Por meio do ProUni, tanto Lula quanto Alckmin pretendem democratizar o acesso à educação superior. É de esperar que o prometido aumento dos recursos federais para a universidade venha em detrimento dos demais níveis educacionais. Com isso o governo joga dinheiro pela janela, tentando encobrir a própria ausência na infância de milhões de brasileiros. Se quisermos universitários preparados de todas as classes sociais, necessitamos de gastos mais eficientes que garantam a qualidade do ensino básico. Sabe-se que a formação de conhecimentos cognitivos e, principalmente, não-cognitivos se dá cedo na vida. Quanto mais tempo esperarmos para remediar antigos déficits, mais caro e incerto será o tratamento.

Outro bom exemplo de que no combate à pobreza é melhor prevenir que remediar é a saúde pública. Segundo a Fundação Getúlio Vargas, 5% da população brasileira conseguiu superar a linha de pobreza entre os anos 2003 e 2005. Não se deve esquecer, porém, que diariamente muitas famílias caem abaixo dessa mesma linha. A principal causa para esse fato é a falta de um sistema de saúde público eficaz. Como demonstra recente estudo coordenado por Anirudh Krishna, da Universidade de Duke (EUA), enfermidades e os altos custos do sistema de saúde são vistos como a principal causa de endividamento, falência pessoal e pobreza em vários países subdesenvolvidos.

O governo brasileiro precisa prevenir que famílias deslizem para a pobreza, proporcionando um sistema de saúde acessível, pagável e de confiança.
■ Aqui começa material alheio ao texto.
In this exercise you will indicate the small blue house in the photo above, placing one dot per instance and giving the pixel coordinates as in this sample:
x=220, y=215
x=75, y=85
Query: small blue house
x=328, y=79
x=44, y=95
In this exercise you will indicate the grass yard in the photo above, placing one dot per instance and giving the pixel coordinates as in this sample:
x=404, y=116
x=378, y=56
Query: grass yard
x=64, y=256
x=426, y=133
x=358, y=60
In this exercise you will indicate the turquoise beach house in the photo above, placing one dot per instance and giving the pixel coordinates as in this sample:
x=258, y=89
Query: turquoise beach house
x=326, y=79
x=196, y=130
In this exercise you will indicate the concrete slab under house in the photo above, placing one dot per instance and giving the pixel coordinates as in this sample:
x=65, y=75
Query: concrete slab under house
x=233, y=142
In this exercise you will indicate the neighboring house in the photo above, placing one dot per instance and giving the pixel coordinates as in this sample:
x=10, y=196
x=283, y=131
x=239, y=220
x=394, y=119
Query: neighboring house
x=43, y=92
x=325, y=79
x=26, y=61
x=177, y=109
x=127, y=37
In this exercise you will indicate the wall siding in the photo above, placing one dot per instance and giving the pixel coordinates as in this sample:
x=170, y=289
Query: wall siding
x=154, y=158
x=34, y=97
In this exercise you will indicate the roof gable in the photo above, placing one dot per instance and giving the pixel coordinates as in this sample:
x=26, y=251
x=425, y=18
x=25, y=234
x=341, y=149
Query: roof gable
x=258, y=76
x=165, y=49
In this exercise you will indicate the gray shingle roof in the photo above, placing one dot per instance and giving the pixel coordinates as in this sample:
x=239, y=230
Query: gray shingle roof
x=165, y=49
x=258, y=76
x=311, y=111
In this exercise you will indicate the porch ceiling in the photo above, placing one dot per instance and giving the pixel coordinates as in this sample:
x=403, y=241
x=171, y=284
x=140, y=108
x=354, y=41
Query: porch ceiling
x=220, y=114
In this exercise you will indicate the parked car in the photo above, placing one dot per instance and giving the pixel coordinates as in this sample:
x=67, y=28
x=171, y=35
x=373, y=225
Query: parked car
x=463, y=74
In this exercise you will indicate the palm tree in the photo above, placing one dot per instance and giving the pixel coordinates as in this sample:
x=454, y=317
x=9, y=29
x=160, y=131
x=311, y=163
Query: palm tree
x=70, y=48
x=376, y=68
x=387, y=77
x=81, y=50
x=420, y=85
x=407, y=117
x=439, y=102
Doze anos após a introdução do Programa de Saúde da Família, o modelo de saúde brasileiro continua sendo assistencialista. O tratamento terapêutico em hospitais domina a estrutura dos gastos em detrimento de programas de prevenção. E, embora o programa tenha logrado incrementar a cobertura populacional, os indicadores de saúde continuam modestos e os custos, demasiado altos. Entre outras medidas, o governo deve concentrar-se na prevenção de doenças como diabete e hipertensão, proporcionar transporte a centros de atendimento e medicação para a população de baixa renda, investir no treinamento de enfermeiros e conter gastos com hospitalizações desnecessárias.

É preciso mais que um 'pacto social' para satisfazer algumas das metas aqui sugeridas. No dia 29, necessitamos de um presidente bem-intencionado, uma equipe técnica competente, um ambiente favorável a reformas que não se atenham a certos interesses particulares e talvez uma dose de ingenuidade política. A educação, a saúde e o combate à pobreza no Brasil agradeceriam.